Since the invention of the automobile and powered flight in the early 1900s, the idea of a flying car has inspired dreams in tech enthusiasts, gear heads, and those who just wish to beat traffic. And although many inventors have tried their hand at creating this mythical machine, Aeromobil may be one of the first to deliver the real deal.
A Slovakian company founded by Stefan Klein and Juraj Vaculik almost 25 years ago, Aeromobil has gone through multiple prototypes to get to the 3.0 version they are currently showcasing. Most recently, the Aeromobil was on display at the Pioneers Festival last month in Vienna. Though the Aeromobil is currently not offered for sale, it continues to reach important milestones to make it accessible for a wide variety of potential customers.
So what makes a good flying car?
First, as a car, it should be able to use the existing infrastructure. You should be able to use it just as you would a standard automobile. For that purpose, the Aeromobil employs a Rotax 912 engine that gets about 30 mpg using regular gasoline.
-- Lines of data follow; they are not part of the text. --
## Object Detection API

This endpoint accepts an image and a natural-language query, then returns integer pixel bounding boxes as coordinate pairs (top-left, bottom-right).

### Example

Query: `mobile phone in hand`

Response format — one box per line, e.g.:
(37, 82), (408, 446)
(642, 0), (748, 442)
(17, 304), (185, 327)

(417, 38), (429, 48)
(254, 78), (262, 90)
One tank of gas gives it a driving range of over 500 miles, and it can reach speeds over 100 mph.
The dimensions of the Aeromobil – at 7.3 feet wide and 19.7 feet long – put it in the range of pickup trucks (for instance, the Ford F150 measures 8.1 feet wide and 20.3 feet long). This means that it can be driven safely on existing roads and parked in standard spaces and garages. And just like most supercars, the Aeromobil only has 2 seats and not much in the way of storage space.
But how does the Aeromobil perform as an airplane?
After extending its collapsible wings into place, the Aeromobil is ready for the skies. It requires a take-off speed of 90 mph and the company says this translates to less than 900 feet of asphalt, grass, or even rocky, off-road terrain. Once airborne, it can cruise at over 120 mph for a flying range of approximately 430 miles. And when it’s ready to touch down, the Aeromobil needs less than 170 feet of space to do so.
The company expects to price the car somewhere in the low six figures, so it’s not something the average person can afford. What it does though is set the standard in design and efficiency, something other companies can aim for when creating their version of the flying car.
The lightness of the advanced composite material used to build the Aeromobil and the engineering that makes it easy on the road and forgiving in flight are also important advancements in both practicality and safety. Yes, you still need a pilot’s license to take the Aeromobil to the skies but you won’t need 10,000 hours of flight to master it.
Advanced engineering, a beautiful design, specifications along the lines of a regular car, and relative ease of use as an airplane. None of these things alone can guarantee the success of a flying car, but all of them in combination make a formidable machine that may one day be seen on the streets and in the sky.
Until then, we’ll just continue dreaming.